$x^2+y^3 = z^4$ for positive integers

Question

How can I solve this diophatine equation :

$$x^2+y^3=z^4$$ for $(x, y, z) \in \mathbb{Z}_{>0}$

I tried to look on wolfram alpha yet it seems like there aren't any solutions...

Answer 1

$$X^{n}+Y^{n+1}=Z^{n+2}$$

Solution always can be written, for example.

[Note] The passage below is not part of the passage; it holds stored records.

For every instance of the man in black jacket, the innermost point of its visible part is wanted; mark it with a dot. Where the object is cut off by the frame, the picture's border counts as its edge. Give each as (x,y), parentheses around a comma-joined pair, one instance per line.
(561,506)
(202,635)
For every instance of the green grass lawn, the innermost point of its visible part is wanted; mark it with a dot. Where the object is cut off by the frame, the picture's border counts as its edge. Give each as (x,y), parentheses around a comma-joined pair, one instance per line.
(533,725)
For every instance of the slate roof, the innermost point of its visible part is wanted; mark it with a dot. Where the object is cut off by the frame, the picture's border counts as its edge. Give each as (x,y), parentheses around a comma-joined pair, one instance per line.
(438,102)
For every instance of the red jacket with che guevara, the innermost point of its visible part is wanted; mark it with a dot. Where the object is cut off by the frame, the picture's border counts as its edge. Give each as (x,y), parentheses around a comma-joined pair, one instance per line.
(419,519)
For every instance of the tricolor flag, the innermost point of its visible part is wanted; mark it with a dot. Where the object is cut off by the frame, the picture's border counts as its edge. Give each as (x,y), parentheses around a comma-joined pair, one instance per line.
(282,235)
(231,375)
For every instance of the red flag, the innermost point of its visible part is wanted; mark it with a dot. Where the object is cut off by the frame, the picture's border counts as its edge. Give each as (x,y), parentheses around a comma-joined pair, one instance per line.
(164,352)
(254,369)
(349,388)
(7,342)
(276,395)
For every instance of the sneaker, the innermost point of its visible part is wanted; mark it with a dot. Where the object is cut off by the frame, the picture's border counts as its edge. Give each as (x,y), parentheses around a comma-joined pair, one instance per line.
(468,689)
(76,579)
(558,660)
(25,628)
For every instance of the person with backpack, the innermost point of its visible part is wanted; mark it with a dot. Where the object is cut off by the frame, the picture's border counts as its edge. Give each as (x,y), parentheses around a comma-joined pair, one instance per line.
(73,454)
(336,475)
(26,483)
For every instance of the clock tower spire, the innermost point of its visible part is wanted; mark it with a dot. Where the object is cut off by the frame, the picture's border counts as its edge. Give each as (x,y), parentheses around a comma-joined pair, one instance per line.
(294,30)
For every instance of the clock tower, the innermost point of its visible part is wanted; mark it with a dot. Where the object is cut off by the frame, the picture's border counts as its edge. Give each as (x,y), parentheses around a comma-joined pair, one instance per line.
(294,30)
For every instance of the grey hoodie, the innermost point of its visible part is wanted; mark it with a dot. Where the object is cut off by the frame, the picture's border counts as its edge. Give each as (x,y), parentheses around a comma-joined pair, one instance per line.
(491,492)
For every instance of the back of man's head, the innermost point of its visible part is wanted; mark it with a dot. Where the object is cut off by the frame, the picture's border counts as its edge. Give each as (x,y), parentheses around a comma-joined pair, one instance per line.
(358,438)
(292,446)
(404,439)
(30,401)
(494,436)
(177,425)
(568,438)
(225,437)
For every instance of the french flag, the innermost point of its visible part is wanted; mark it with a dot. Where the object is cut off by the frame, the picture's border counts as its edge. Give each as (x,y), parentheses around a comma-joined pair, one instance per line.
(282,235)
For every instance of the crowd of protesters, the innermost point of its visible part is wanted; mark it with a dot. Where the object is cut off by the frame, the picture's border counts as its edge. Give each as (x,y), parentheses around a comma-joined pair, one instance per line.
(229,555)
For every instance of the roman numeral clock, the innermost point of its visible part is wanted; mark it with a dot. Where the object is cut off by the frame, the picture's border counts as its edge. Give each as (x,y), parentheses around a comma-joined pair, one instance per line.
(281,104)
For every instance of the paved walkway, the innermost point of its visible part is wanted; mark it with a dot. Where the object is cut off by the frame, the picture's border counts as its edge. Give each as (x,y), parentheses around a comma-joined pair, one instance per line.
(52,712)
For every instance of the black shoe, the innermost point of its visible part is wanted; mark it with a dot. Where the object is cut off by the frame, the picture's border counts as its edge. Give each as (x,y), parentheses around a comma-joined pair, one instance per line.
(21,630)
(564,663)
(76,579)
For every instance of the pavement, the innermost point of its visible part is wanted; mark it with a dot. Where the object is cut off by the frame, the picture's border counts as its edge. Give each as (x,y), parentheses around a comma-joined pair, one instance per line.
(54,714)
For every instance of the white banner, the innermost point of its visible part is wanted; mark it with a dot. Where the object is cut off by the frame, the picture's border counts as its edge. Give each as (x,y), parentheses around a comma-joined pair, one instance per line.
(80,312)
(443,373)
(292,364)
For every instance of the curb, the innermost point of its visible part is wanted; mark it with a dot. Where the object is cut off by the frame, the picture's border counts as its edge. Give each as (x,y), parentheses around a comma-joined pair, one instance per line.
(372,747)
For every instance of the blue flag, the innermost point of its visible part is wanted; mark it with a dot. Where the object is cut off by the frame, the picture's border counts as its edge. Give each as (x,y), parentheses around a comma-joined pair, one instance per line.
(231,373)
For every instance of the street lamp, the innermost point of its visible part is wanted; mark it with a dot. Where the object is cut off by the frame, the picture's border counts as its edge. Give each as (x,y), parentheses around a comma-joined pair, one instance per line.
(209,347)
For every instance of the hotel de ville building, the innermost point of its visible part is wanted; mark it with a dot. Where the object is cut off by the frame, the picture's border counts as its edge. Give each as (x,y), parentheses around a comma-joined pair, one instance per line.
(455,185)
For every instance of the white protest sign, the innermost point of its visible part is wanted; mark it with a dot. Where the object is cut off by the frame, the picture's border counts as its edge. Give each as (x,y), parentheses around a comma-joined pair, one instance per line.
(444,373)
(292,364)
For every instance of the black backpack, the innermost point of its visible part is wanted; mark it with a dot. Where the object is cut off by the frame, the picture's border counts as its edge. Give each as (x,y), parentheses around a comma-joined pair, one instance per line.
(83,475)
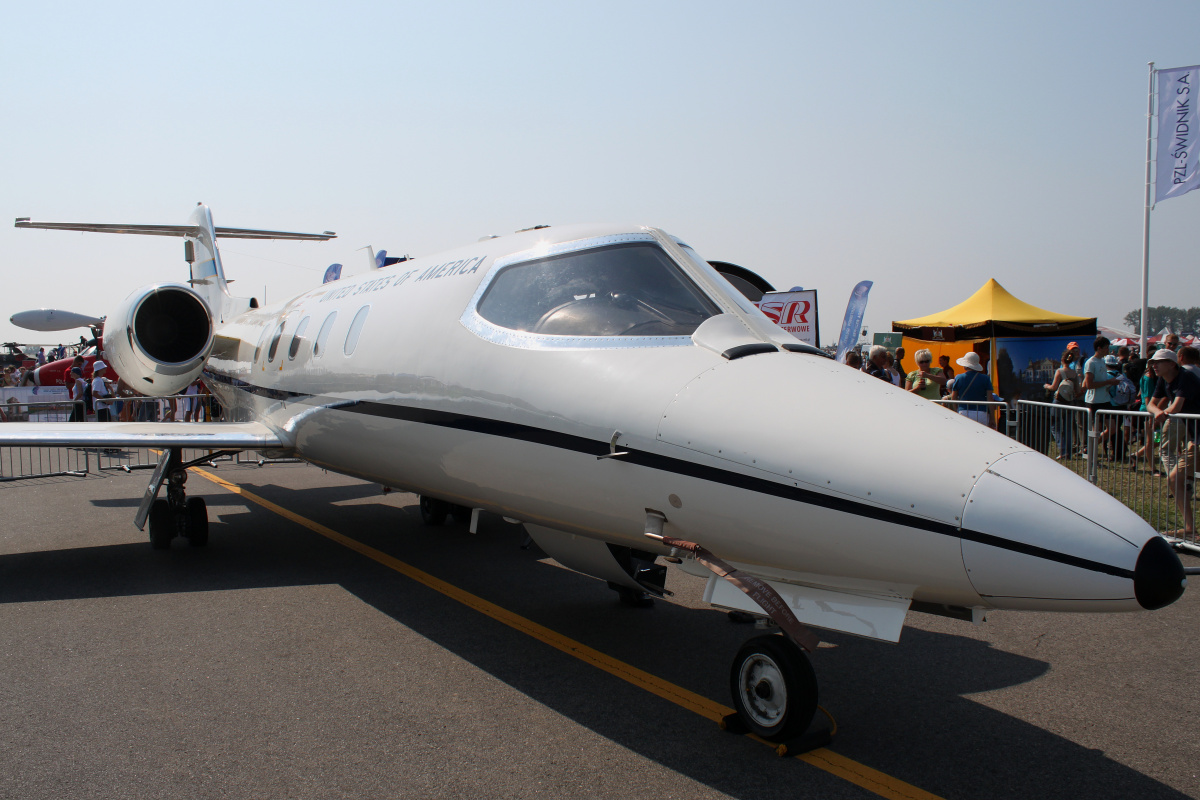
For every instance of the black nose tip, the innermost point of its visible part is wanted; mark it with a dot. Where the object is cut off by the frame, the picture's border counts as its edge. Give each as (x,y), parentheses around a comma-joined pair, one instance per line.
(1158,577)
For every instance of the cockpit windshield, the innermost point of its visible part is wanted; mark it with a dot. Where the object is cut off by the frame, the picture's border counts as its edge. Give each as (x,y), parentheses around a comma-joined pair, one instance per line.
(627,289)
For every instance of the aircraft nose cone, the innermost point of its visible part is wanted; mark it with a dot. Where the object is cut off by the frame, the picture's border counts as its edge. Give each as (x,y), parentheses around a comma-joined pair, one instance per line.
(1158,577)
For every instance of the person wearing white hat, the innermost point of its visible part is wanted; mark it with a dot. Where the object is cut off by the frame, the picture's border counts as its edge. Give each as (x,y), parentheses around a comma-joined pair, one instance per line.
(971,385)
(101,388)
(1176,392)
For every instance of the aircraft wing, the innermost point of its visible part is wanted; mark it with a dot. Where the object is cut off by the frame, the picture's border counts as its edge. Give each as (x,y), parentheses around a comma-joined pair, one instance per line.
(203,435)
(173,230)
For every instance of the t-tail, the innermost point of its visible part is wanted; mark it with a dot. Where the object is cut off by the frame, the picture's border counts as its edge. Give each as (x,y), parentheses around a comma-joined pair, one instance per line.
(207,275)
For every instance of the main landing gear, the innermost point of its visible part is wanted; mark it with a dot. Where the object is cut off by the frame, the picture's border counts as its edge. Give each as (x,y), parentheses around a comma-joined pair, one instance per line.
(435,512)
(774,687)
(177,515)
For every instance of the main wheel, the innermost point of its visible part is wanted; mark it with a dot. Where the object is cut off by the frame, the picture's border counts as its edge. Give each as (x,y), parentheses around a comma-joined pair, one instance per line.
(197,515)
(433,512)
(774,687)
(633,597)
(162,524)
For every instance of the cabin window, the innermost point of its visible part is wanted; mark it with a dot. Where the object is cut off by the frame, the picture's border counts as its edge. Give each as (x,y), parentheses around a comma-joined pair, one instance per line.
(262,341)
(318,346)
(275,342)
(628,289)
(352,336)
(298,340)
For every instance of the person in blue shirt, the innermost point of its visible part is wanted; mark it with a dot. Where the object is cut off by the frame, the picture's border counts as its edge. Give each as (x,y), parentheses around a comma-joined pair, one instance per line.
(1099,394)
(972,385)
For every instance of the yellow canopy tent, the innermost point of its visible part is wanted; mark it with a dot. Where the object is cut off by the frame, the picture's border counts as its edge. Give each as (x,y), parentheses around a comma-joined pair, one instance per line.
(997,326)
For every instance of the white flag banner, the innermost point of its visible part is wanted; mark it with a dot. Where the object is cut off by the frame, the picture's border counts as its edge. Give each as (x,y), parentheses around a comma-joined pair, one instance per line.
(1179,132)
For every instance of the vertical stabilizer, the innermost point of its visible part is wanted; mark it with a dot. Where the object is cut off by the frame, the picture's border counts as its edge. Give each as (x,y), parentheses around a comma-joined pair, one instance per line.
(208,275)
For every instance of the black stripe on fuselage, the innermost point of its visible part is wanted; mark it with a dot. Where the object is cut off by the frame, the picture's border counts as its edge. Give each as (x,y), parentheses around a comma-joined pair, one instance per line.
(676,465)
(715,475)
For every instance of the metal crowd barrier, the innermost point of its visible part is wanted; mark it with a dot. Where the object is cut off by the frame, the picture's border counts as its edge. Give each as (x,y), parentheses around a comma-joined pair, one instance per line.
(1116,450)
(23,463)
(147,409)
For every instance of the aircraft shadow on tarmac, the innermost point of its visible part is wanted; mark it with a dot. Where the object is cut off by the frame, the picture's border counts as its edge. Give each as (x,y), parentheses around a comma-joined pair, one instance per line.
(900,708)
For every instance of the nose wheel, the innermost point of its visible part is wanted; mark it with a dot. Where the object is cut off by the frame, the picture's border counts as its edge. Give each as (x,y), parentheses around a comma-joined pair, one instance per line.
(774,687)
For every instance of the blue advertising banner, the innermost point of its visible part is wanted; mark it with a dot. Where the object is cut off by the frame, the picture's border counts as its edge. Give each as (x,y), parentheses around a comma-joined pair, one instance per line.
(853,320)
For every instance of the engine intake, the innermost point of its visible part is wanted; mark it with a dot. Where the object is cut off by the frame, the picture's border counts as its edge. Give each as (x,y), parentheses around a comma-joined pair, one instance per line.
(160,338)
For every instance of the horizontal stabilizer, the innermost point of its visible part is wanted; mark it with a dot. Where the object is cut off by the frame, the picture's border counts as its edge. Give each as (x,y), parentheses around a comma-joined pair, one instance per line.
(202,435)
(173,230)
(52,319)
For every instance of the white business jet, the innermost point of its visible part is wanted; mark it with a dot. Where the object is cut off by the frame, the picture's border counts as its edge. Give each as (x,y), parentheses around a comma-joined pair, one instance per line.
(611,390)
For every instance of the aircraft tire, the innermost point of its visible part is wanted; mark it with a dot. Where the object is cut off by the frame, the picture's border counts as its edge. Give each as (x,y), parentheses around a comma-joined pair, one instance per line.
(197,513)
(162,524)
(774,687)
(433,511)
(633,597)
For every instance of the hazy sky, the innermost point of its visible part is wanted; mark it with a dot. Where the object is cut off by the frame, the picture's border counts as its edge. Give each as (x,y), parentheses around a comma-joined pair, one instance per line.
(924,146)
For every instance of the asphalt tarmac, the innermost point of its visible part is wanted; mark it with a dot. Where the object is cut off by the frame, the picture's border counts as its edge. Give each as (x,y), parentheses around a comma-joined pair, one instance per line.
(277,662)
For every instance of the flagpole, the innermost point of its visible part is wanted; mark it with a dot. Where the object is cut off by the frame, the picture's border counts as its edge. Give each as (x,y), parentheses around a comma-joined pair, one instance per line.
(1145,224)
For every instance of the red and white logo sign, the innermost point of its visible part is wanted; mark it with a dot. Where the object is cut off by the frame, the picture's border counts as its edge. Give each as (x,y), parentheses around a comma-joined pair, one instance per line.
(796,312)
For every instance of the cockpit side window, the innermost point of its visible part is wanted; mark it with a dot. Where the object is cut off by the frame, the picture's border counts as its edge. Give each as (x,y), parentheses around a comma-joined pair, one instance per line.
(629,289)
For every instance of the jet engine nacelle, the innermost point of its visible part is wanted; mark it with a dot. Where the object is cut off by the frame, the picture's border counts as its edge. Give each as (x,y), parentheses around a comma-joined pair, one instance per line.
(159,338)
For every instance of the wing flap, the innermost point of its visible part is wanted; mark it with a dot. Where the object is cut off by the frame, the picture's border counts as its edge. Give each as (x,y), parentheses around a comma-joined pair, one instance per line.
(204,435)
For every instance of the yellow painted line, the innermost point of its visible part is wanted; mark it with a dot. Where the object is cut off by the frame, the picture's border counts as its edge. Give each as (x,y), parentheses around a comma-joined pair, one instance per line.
(822,758)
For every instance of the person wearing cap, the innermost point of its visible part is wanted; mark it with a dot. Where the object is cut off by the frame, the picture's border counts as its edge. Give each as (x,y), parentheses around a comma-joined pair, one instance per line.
(101,388)
(877,364)
(971,385)
(76,389)
(1189,360)
(1119,427)
(1099,390)
(1177,392)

$$X=(c^2-b^2)^{(n+2)}b^{(n^2+2n-1)}c^{(n+1)^2}$$

$$Y=(c^2-b^2)^{(n+1)}b^{(n-1)(n+2)}c^{n(n+1)}$$

$$Z=(c^2-b^2)^{n}b^{(n-1)(n+1)}c^{(n^2+1)}$$

If you make this change. $X^2+Y^3=Z^4$

$$p=tz(2zk^2+t)$$

$$s=tzk^2(2zk^2-t)$$

The result of such decision.

$$X=sp^3$$

$$Y=2tzk^2p^2$$

$$Z=kp^2$$

Where the number $t,z,k$ - integers and set us. You may need after you get the numbers, divided by the common divisor.

Answer 2

This is a special case of the generalized Fermat equation $$x^p+y^q=z^r$$ For $\frac{1}{p}+\frac{1}{q}+\frac{1}{r}\le 1$ it has only finitely many coprime integer solutions, as has been proved by Darmon and Granville. For $\frac{1}{p}+\frac{1}{q}+\frac{1}{r}>1$ however, there are infinitely many coprime nonzero integer solutions, given by a finite set of 2-parameter families, see Beukers, The Diophantine equation $Ax^p + By^q = Cz^r$, Duke Math. J. 91 (1998), 61-88. The explicit parameterizations (with proofs) can be found in Chapter 14 of Cohen's book Number Theory, Vol. II.